Uma nova técnica científica está a revelar as origens genéticas da perturbação do espetro do autismo (ou PEA) escondidas no nosso cérebro.
O cérebro é curiosamente complexo e há muito sobre ele que ainda não entendemos. As condições que o envolvem são verdadeiras incógnitas, e perturbações como o autismo intrigam até os especialistas.
Agora, uma nova técnica científica, que utiliza mini cérebros artificiais cultivados em laboratório (organoide cerebral), está a evidenciar as origens genéticas da perturbação do espetro do autismo escondidas no nosso cérebro.
De nome CHOOSE (sigla de CRISPR-human organoids-single-cell RNA sequencing), a técnica combina genética elaborada e bioinformática quantitativa. O objetivo é estudar mutações de genes conhecidos como de alto risco para o autismo e perceber como essas mutações levam a alterações celulares específicas no cérebro do feto.
Uma vez que cada célula individual no cérebro in vitro transporta apenas uma mutação (no máximo) para um gene específico de alto risco, os efeitos de diferentes mutações podem ser analisados simultaneamente enquanto a célula em questão se divide e multiplica no organoide em crescimento.
Segundo os investigadores, isto revela as consequências de múltiplas mutações numa só experiência, reduzindo drasticamente o tempo necessário para a análise.
Com esta metodologia de alto rendimento, podemos inativar sistematicamente uma lista de genes causadores de doenças. À medida que os organoides com estas mutações crescem, analisamos o efeito de cada mutação no desenvolvimento de cada tipo de célula.
Explicou a farmacologista molecular e celular, Chong Li, do Instituto de Biotecnologia Molecular, na Áustria, e membro de um dos grupos de investigação que desenvolveu a técnica científica.
O que nos dizem os genes sobre a perturbação do espetro do autismo?
Centrando-se em 36 genes conhecidos de alto risco para o autismo, os investigadores descobriram que, embora estes genes partilhem muitos mecanismos moleculares comuns, o efeito destes mecanismos em diferentes tipos de células pode ser diferente, tornando certos tipos de células vulneráveis a mutações relacionadas com o autismo no cérebro fetal.
De acordo com Li, os progenitores neurais – células fundadoras que geram os neurónios, as células nervosas do nosso cérebro – são particularmente suscetíveis a mutações.
O estudo da etiologia genética das [perturbações do desenvolvimento neurológico] melhora a nossa compreensão dos mecanismos da doença, mas normalmente requer o acesso aos processos de desenvolvimento do cérebro humano.

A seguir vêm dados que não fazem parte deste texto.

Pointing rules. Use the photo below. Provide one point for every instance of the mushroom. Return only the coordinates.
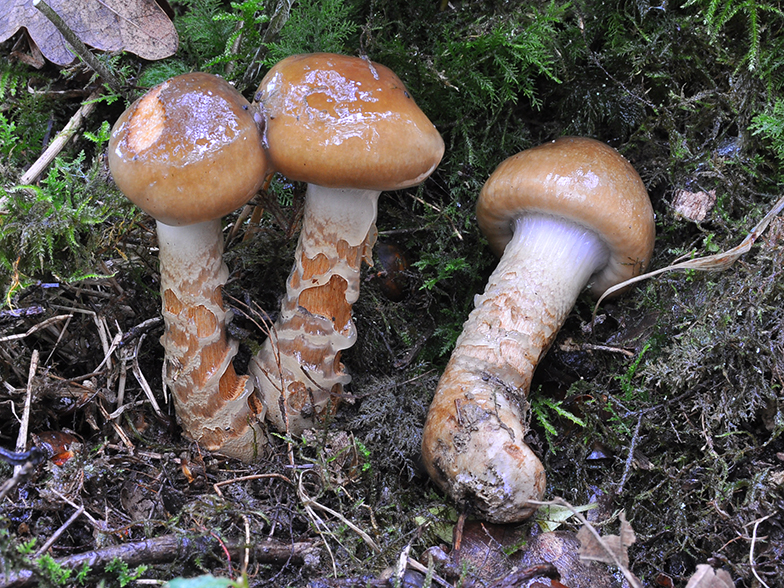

Os organoides cerebrais recapitulam o desenvolvimento inicial do cérebro e geram diversos tipos de células encontradas in vivo.

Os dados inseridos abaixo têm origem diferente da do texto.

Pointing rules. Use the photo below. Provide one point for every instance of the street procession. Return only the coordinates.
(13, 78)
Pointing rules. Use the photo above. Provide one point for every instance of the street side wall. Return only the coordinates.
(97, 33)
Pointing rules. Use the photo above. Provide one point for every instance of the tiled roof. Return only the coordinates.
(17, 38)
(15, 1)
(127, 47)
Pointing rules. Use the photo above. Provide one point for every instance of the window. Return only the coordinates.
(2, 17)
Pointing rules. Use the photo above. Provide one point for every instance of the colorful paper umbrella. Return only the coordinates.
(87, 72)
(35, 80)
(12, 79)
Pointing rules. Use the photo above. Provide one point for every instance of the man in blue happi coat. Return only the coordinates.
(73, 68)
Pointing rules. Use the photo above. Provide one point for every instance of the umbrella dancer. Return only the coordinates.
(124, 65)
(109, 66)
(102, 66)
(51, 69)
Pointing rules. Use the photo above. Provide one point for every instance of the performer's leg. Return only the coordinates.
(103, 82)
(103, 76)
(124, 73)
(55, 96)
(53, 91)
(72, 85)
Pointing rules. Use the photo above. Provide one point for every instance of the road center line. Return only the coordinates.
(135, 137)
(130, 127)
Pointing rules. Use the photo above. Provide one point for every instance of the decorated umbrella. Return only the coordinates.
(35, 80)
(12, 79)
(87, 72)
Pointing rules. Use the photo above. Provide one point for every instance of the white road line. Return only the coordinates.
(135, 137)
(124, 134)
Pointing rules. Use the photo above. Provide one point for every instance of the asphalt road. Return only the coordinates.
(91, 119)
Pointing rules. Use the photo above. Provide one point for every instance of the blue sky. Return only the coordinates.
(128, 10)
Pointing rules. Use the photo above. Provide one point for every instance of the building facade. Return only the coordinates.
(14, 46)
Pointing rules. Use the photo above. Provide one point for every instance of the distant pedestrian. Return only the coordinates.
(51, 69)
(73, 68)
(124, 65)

Escreveu a equipa de investigadores no artigo publicado aqui.
Esta nova técnica trará mudanças significativas no rastreio genético. Por saber que a tecnologia dos organoides pode ser aplicada a muitos tecidos humanos diferentes, a equipa crê que ela fará progredir rapidamente a nossa compreensão das doenças genéticas.
A capacidade de determinar as contribuições específicas do tipo de célula para as doenças genéticas de uma forma sistemática, escalável e eficiente irá melhorar muito a nossa compreensão dos mecanismos da doença.
Explicaram os investigadores, acrescentando que “como o sistema CHOOSE fornece uma estratégia de rastreio robusta e controlada com precisão, prevemos que seja amplamente aplicado para além dos organoides cerebrais para estudar genes associados a doenças”.